En este grupo entran quienes prefieren un equilibrio entre acidez, dulzor y cuerpo. Las tazas no son muy ácidas ni muy amargas y suelen presentar notas de chocolate, caramelo, nuez y fruta madura. Si este es tu caso, procura elegir café 100 % Arábica o blends mayoritariamente Arábica. Los orígenes recomendados son Brasil, Colombia, Perú, México y algunos países de Centroamérica. En cuanto al proceso, opta por el lavado o el natural, mientras que el tueste debe ser medio.

El método de preparación recomendado es cafetera de filtro tradicional, V60, prensa francesa o espresso.

Intenso y amargo

Esta es tu categoría si buscas café de cuerpo alto, sensación potente en boca y notas tostadas, ahumadas o de cacao oscuro. Es el camino si disfrutas de un amargor marcado. La elección habitual es Arábica de tueste oscuro o blends con algo de Robusta si quieres intensidad y más crema. Brasil y Vietnam son buenos orígenes de referencia. El proceso puede ser natural, y los blends con Robusta aportan más cuerpo y amargor. Opta por cafés de tueste medio-oscuro u oscuro y busca notas de cacao amargo, chocolate oscuro, especias, ahumado y tabaco.

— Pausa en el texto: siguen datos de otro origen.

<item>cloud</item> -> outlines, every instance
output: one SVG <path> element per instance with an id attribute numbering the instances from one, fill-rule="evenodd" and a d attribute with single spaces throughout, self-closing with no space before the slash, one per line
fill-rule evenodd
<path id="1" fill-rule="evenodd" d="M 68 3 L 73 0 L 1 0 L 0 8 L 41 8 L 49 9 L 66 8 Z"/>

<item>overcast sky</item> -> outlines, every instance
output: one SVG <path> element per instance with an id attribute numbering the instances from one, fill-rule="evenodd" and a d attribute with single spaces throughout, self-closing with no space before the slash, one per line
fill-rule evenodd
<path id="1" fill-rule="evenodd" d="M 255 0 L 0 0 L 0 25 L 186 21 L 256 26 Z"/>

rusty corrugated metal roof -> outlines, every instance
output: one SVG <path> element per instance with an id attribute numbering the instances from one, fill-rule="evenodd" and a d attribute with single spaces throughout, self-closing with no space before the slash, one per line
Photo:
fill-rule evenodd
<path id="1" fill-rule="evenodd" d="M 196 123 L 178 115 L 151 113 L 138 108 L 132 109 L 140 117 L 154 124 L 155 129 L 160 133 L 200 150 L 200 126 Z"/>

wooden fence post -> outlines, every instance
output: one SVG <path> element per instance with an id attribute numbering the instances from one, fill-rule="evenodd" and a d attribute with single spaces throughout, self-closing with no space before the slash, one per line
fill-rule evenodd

Prepara este café en espresso, moka, cafetera italiana o prensa francesa con tueste oscuro.

Frutal y complejo

Este tipo de café es para quienes buscan acidez brillante, mucha jugosidad, notas de frutas rojas, tropicales, cítricos, flores y alta complejidad aromática. Opta por 100 % Arábica de especialidad, eligiendo variedades como Gesha, Bourbon, SL28, SL34, etc. La extracción debe ser natural o honey, pero también lavado. Elige tueste claro o medio-claro, apuntando a notas de cata como frutos rojos, mango, maracuyá, cítricos, jazmín y bergamota.

El método recomendado de preparación es V60, Chemex, Aeropress y Kalita.

Un buen café no se elige solo por marca, precio o costumbre. Para saber cómo elegir un buen café, conviene revisar su origen, variedad, proceso, tostado, frescura y molienda. Cuando entiendes estos elementos, cada taza se vuelve un ritual: un momento de atención, calma y exploración sensorial.